The exchange that best solidifies the connection between the ease of Oliver & Elio’s romance and the general idyllic ease of a life on a Northern Italian villa is the one involving The Peach. Between his bored, restless indulgences in reading, drinking, swimming, sleeping, playing music, and having sex (what a life!), Elio often finds himself alone & sexually frustrated in the few private spaces he can find in his parents’ expansive summer home. In the most pivotal of these moments, he finds himself masturbating into a fresh peach, only to awake embarrassed when Oliver discovers him sleeping next to the evidence. To Elio’s horror, Oliver licks & threatens to eat the defiled, oozing peach. It’s a jarring exchange, but one that’s played as casually as the glazed petit four scene in Toni Erdmann, rather than for the shock value humor of similar scenes in Wetlands, Pink Flamingos, or American Pie. Elio is too embarrassed & ashamed to see it, but Oliver’s instinct to Eat The Peach in that scene is a natural extension of the indulgent, leisurely life they’ve been living all summer. Oliver is an overconfident, lumbering bro with a voracious appetite for Experience. The way he downs whole glasses of juice, dances with wild abandon, and smashes into even the daintiest of breakfasts is almost beastly, but it’s an appetite for life that makes the most out of the many sensory pleasures that enrich the Northern Italy countryside. Elio could use some of that unearned confidence himself, which is why it’s wonderful to see him indulge in more pleasures outside the shade of his bedroom as the film progresses. Eating The Peach is such a great summation of the careful, delicate hedonism of the summer the two young men share together over the course of the film. It’s kind of a shame the movie ultimately chickens out on fully depicting it (which I understand was not the case in the André Aciman source material).

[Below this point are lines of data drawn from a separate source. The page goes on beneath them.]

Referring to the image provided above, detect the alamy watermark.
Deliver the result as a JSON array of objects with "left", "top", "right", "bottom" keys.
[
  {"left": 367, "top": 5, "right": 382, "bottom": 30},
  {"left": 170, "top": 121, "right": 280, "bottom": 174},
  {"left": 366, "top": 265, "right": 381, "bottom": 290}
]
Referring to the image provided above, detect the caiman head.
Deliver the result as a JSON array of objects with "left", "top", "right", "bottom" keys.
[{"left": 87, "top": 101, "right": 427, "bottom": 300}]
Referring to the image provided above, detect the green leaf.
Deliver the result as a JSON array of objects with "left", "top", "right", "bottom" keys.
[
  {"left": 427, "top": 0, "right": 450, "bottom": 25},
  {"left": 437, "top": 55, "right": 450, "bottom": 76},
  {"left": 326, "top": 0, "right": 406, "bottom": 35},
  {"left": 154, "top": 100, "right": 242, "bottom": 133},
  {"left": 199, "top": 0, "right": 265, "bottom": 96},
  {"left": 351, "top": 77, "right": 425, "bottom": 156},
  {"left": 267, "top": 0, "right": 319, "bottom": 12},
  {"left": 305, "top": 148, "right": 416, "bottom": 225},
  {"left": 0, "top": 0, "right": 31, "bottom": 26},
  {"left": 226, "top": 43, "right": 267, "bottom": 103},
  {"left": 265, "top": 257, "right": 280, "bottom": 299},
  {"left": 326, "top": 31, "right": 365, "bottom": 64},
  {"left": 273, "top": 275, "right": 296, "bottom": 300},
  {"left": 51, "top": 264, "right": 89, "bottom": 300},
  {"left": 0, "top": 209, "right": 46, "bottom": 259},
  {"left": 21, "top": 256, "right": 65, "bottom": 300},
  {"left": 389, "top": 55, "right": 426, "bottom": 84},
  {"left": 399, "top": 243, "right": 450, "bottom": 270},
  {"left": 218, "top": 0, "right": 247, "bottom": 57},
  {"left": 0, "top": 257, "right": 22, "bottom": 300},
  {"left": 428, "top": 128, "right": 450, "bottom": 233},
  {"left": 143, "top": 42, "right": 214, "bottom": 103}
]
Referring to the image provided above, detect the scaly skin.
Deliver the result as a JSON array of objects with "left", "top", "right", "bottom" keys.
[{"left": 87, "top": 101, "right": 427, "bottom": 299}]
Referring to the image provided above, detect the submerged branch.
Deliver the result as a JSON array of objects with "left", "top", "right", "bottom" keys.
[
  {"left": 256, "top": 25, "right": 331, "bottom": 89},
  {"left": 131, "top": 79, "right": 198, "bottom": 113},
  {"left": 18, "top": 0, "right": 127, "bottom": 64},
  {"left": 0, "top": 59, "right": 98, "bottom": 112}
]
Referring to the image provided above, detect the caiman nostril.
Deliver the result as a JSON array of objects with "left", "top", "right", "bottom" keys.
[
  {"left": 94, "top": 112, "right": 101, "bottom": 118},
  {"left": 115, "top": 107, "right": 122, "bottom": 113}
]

Not everything in Call Me by Your Name worked for me. The Oscar-nominated Sufjan Stevens songs were more of a distraction than an enhancement. For all the film’s confident comfort in bisexuality, I found it a little odd that its onscreen nudity was all boobs and no peen. Less superficially, I never fully bought into the once-in-a-lifetime significance of the central romance, nor into Oliver’s transformation from “impolite, arrogant” bro to sensitive soul. Again, though, Guadagnino’s eye for gorgeous, natural imagery and all-encompassing sensory pleasures more than compensate for any narrative missteps (the intensely-lit Psychedelic Furs dance sequence was the most I’ve been excited for his upcoming Suspiria remake to date). Overall, this is a tenderly beautiful & surprisingly humorous delight. Speaking more culturally than personally, I believe the film’s greatest achievement is in not pushing to be more than that. It’s so encouraging to see between films like Call Me by Your Name & Princess Cyd that there are bisexual coming of age stories finally being told onscreen where the awakening & the romance are The Big Deal instead of the sexuality itself. There’s too many kinds of queer stories yet to be told onscreen for every major non-hetero release to be a coming-out misery narrative, as feels like has been the case for decades. Elio & Oliver believe their summertime romance to be a bombshell secret, a fear contextually informed by the film’s early 80s temporal setting, but nearly everyone around them perceives what they’re up to and does nothing to obstruct it with disapproval. The movie is ultimately casual & delicate in its depiction of an extended same sex hook-up, leaving only a young man’s broken heart behind in its inevitable conclusion (a wound that always heals with time, no matter how traumatic it feels in the moment). Elio & Oliver’s brief, passionate fling is presented as just one Northern Italy delight among many, no different than a good book, an afternoon swim, or a freshly squeezed glass of juice. The only way for that messaging to be clearer would be for Oliver to Eat The Peach and shrug at the camera, but I suppose that would have been making a Big Deal out of nothing at all.